Re: Node not joining cluster during ansible install

Tim Dudgeon Wed, 23 Aug 2017 05:30:10 -0700

Any thoughts on how to fix this problem. In summary: the master and nodeseem to startup OK, but the node does not join the cluster. Moredetails here:https://github.com/OpenRiskNet/home/blob/master/openshift/simple-ansible.md

Tim



On 15/08/2017 15:16, Tim Bielawa wrote:

Discussion on-going in new github issue:https://github.com/openshift/openshift-ansible/issues/5088

On Tue, Aug 15, 2017 at 8:44 AM, Tim Bielawa <tbiel...@redhat.com<mailto:tbiel...@redhat.com>> wrote:


    Tim,

    Can you please provide more information? You full inventory would
    be very useful right now for debugging. Feel free to mask your
    hostnames if you wish. What I need to see to debug this further
    are all the parameters you're setting in the [OSEv3] section and
    applying to each host in [masters] and [nodes].
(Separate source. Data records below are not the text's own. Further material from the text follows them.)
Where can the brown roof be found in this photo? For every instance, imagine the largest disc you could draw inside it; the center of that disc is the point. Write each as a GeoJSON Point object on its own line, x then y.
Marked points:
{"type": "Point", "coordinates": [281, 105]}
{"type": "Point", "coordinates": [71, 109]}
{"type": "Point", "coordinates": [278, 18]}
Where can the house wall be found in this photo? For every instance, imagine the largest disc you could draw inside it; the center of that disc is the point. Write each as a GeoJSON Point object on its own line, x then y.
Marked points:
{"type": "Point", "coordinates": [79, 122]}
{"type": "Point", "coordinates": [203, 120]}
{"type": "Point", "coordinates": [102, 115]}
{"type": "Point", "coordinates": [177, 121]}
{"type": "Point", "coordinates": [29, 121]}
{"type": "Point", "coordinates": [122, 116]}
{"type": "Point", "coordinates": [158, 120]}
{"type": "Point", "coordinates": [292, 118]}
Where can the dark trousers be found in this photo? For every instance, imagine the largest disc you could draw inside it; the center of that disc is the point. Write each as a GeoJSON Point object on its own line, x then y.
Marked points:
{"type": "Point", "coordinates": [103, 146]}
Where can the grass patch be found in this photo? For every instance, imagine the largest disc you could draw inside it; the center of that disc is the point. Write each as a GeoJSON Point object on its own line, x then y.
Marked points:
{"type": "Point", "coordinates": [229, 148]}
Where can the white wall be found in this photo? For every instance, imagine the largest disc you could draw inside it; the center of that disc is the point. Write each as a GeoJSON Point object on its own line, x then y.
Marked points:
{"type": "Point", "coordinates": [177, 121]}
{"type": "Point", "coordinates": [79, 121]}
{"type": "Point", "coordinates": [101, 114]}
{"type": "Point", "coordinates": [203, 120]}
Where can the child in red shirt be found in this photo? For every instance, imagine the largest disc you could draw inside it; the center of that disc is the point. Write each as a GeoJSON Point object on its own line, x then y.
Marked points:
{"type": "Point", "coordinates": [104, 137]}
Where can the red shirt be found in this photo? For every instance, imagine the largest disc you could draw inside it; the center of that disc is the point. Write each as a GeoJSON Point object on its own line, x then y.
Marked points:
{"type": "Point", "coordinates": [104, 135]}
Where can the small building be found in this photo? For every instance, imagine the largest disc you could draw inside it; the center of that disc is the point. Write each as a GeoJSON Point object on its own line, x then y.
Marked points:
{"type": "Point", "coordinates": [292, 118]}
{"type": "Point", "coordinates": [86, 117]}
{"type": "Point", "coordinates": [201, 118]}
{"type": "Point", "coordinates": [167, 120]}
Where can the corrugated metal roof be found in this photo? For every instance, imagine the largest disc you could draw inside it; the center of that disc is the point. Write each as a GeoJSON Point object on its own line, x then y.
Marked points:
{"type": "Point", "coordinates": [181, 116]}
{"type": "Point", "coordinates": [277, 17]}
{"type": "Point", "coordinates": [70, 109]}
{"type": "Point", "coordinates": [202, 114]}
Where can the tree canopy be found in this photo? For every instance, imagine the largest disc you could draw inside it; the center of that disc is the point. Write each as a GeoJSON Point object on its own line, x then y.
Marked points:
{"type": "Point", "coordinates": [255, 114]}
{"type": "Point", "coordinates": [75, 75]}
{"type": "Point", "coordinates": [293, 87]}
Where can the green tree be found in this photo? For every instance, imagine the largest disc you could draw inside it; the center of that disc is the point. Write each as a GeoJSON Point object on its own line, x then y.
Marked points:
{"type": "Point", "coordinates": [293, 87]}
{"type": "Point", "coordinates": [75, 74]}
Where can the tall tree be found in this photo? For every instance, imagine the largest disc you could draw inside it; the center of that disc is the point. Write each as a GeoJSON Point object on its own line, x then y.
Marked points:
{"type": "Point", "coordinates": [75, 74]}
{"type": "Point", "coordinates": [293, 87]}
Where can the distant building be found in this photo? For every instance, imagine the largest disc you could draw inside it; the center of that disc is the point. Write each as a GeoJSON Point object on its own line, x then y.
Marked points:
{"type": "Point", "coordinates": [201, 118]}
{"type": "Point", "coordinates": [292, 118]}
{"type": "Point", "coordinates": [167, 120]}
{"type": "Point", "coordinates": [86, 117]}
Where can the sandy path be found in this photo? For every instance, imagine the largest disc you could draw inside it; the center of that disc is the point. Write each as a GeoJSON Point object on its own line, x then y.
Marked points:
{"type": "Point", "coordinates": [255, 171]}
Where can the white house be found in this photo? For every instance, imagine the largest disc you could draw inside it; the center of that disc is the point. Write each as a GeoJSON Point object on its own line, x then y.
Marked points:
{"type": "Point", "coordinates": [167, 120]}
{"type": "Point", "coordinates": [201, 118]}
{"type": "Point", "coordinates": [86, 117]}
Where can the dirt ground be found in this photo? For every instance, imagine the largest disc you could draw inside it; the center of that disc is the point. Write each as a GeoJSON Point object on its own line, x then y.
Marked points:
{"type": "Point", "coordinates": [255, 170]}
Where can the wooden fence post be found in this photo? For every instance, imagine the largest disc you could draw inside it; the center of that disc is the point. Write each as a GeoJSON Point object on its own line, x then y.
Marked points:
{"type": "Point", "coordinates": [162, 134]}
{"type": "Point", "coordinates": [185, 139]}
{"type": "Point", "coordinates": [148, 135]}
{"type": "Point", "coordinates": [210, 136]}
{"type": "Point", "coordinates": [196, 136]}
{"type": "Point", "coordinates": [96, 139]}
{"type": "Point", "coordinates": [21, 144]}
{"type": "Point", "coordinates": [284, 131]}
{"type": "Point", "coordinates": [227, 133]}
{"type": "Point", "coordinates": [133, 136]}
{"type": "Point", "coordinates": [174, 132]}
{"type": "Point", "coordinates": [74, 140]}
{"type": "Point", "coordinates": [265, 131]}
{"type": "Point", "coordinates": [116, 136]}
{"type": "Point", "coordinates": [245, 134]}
    You will find my GPG public key fingerprint in my signature If you
    wish to encrypt the inventory file instead

    As for those two stalls you mentioned:

        "Ensure OpenShift <THING> correctly rolls out (best-effort today)"


    The delays you experienced are normal and expected. Those delays
    are typically because the pod images were being downloaded to your
    hosts. However, you showed your 'oc get nodes' output and I
    noticed your master said "Ready,SchedulingDisabled". Because your
    master is labeled as 'SchedulingDisabled' then your master should
    *NOT* be running any pods. In which case that means it wasn't
    downloading pod images.

    Can you please provide the following information:

    * The output from `oc get all` on your master
    * The output `docker images` on your node *AND* your master
    * Your complete inventory file. As I said before, feel free to
    mask your hostnames or IPs if you prefer.
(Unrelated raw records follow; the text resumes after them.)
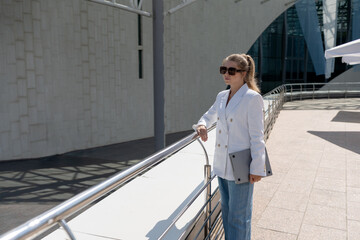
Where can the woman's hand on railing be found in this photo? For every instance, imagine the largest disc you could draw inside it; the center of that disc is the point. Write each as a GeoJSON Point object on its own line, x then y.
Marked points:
{"type": "Point", "coordinates": [202, 132]}
{"type": "Point", "coordinates": [254, 178]}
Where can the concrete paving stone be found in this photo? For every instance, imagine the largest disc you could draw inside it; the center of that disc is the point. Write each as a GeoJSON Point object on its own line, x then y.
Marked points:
{"type": "Point", "coordinates": [353, 210]}
{"type": "Point", "coordinates": [350, 154]}
{"type": "Point", "coordinates": [306, 164]}
{"type": "Point", "coordinates": [265, 189]}
{"type": "Point", "coordinates": [353, 179]}
{"type": "Point", "coordinates": [266, 234]}
{"type": "Point", "coordinates": [295, 186]}
{"type": "Point", "coordinates": [260, 203]}
{"type": "Point", "coordinates": [282, 220]}
{"type": "Point", "coordinates": [290, 201]}
{"type": "Point", "coordinates": [336, 155]}
{"type": "Point", "coordinates": [328, 198]}
{"type": "Point", "coordinates": [325, 216]}
{"type": "Point", "coordinates": [303, 174]}
{"type": "Point", "coordinates": [311, 232]}
{"type": "Point", "coordinates": [333, 163]}
{"type": "Point", "coordinates": [331, 184]}
{"type": "Point", "coordinates": [353, 194]}
{"type": "Point", "coordinates": [332, 173]}
{"type": "Point", "coordinates": [277, 177]}
{"type": "Point", "coordinates": [353, 230]}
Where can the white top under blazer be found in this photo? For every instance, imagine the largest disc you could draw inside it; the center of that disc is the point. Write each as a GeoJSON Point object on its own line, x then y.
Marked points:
{"type": "Point", "coordinates": [239, 126]}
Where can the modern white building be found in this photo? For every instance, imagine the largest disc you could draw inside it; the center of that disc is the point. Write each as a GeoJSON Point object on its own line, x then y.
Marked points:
{"type": "Point", "coordinates": [75, 74]}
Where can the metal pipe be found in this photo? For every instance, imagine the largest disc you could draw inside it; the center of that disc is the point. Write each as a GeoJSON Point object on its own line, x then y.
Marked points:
{"type": "Point", "coordinates": [67, 229]}
{"type": "Point", "coordinates": [48, 219]}
{"type": "Point", "coordinates": [123, 7]}
{"type": "Point", "coordinates": [158, 71]}
{"type": "Point", "coordinates": [180, 6]}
    You logs would also be helpful. Ensure you run ansible-playbook
    with the -vv option for extra verbosity. You can do this in two ways:

    1) If you run the install again you can set:

        log_path = /tmp/ansible.log


    in the [defaults] section of your ansible.cfg file.

    2) Alternatively you can capture the output of ansible using the
    `tee` command like so:

        ansible-playbook -vv -i <INVENTORY> ./playbooks/byo/config.yml
        | tee /tmp/ansible.log


    Again, if you wish to keep this information private, my GPG key is
    in my signature. Short ID is 0333AE37.


    Thanks!



    On Tue, Aug 15, 2017 at 6:15 AM, Tim Dudgeon
    <tdudgeon...@gmail.com <mailto:tdudgeon...@gmail.com>> wrote:

        Thanks for the response, and sorry for the delay on my end -
        I've been away for a week.

        I ran through the process again and got the same result. On
        the node it looks like the openshift services are running OK:

        systemctl list-units --all | grep -i origin
          origin-node.service loaded active running OpenShift Node

        But from the master the node has not joined the cluster:

        oc get nodes
        NAME STATUS AGE VERSION
        2c0e37ab-f41e-40f1-a466-a575c85823b6.priv.cloud.scaleway.com
        <http://2c0e37ab-f41e-40f1-a466-a575c85823b6.priv.cloud.scaleway.com>
        Ready,SchedulingDisabled 26m v1.6.1+5115d708d7

        The install process seems to have gone OK. There were no
        obvious errors, though it did twice stall at a point like this:

        ### TASK [openshift_hosted : Ensure OpenShift router
        correctly rolls out (best-effort today)] ******************

        But after waiting for about 5-10 mins it continued.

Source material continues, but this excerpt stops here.